On February 16, US Senator Joe Lieberman published a statement on his website, announcing that 32 senators - both Republicans and Democrats - had banded together to introduce a resolution urging action to prevent Iran from pushing “forward in its pursuit of a nuclear weapons capability.”
“By rejecting any policy that would rely on containment of a nuclear-weapons capable Iran, this bi-partisan resolution sends a clear message to Iran’s rulers that the United States will stop them from acquiring nuclear weapons capability,” the statement said.
Commenting on the shift in the US policy regarding Iran’s nuclear energy program, Robert Parry, an American award-winning investigative journalist and author, said the distinction between Iran’s alleged “pursuit of a nuclear weapon” and its alleged “pursuit of a nuclear weapons capability” is a subtle but “important” one.
“The distinction is important because a ‘capability’ can mean almost anything, since peaceful nuclear research also can be applicable to bomb building,” he noted.
“To deny Iran the ‘capability’ would almost surely require a war between the United States and Iran, a course that some neocons have been quietly desiring for at least the past decade,” Parry added.

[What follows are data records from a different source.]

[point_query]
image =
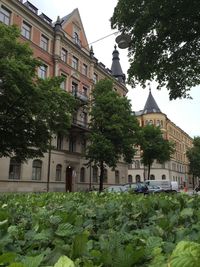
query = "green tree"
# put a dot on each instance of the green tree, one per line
(113, 128)
(31, 109)
(154, 146)
(193, 155)
(165, 42)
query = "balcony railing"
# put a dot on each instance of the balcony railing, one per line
(80, 95)
(80, 123)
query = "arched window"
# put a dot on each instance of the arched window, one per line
(137, 164)
(82, 175)
(152, 177)
(130, 178)
(158, 123)
(15, 169)
(58, 172)
(117, 177)
(105, 176)
(94, 174)
(37, 169)
(137, 178)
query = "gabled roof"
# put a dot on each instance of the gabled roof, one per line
(71, 20)
(116, 66)
(151, 105)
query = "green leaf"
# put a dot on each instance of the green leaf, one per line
(16, 264)
(64, 261)
(187, 212)
(186, 254)
(64, 229)
(33, 261)
(7, 257)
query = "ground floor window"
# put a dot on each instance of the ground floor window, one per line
(37, 170)
(58, 172)
(14, 169)
(130, 178)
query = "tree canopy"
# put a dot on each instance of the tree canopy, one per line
(31, 108)
(154, 146)
(193, 155)
(165, 42)
(113, 128)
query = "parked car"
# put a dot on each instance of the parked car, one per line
(115, 189)
(137, 188)
(155, 189)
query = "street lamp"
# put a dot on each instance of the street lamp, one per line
(123, 40)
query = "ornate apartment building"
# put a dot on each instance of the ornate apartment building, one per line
(177, 168)
(63, 48)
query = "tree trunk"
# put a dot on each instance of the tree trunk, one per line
(148, 174)
(49, 165)
(101, 177)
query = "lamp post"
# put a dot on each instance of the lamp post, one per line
(123, 40)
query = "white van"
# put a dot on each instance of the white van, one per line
(164, 184)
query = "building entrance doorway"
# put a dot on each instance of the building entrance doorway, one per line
(68, 182)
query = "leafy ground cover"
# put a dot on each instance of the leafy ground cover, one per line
(90, 230)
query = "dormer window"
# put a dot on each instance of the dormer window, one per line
(76, 39)
(5, 15)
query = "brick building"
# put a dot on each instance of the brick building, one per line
(177, 169)
(63, 49)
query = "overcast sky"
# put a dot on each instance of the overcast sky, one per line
(95, 17)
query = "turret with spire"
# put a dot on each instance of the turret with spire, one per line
(116, 67)
(151, 105)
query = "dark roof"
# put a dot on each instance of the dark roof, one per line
(116, 67)
(151, 105)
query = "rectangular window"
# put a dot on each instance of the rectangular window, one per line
(85, 91)
(42, 72)
(63, 55)
(95, 78)
(72, 144)
(26, 30)
(44, 43)
(64, 83)
(5, 15)
(59, 142)
(85, 69)
(14, 170)
(75, 63)
(74, 89)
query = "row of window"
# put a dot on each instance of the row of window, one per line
(157, 123)
(138, 178)
(26, 29)
(15, 172)
(138, 164)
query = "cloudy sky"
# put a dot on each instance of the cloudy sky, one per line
(95, 17)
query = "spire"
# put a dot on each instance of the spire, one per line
(151, 105)
(116, 67)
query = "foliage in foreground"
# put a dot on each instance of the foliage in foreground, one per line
(164, 43)
(113, 128)
(113, 230)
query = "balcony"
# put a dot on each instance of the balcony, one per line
(79, 95)
(80, 124)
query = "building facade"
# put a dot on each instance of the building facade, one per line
(63, 49)
(177, 169)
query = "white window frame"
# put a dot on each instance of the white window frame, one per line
(43, 71)
(26, 30)
(5, 15)
(63, 55)
(75, 63)
(44, 42)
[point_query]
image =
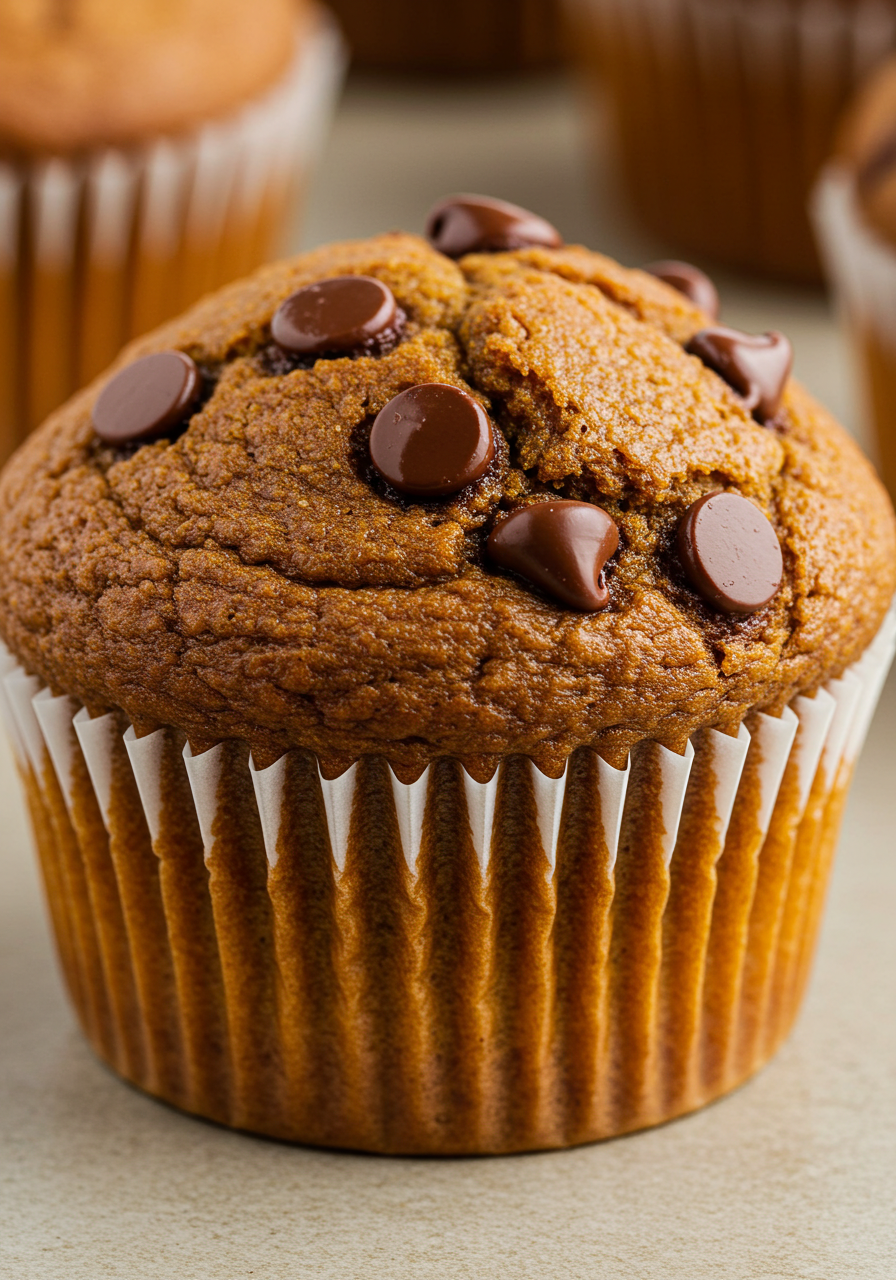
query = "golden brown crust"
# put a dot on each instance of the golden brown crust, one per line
(251, 580)
(82, 73)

The United States, Israel, and some of their allies accuse Iran of pursuing military objectives in its nuclear energy program and have used this pretext to impose international and unilateral sanctions on the Islamic Republic and to call for a military strike against Tehran.
Iran has repeatedly refuted the Western allegations, arguing that as a signatory to the nuclear Non-Proliferation Treaty (NPT) and a member of the International Atomic Energy Agency (IAEA), it is entitled to develop and acquire nuclear technology for peaceful purposes.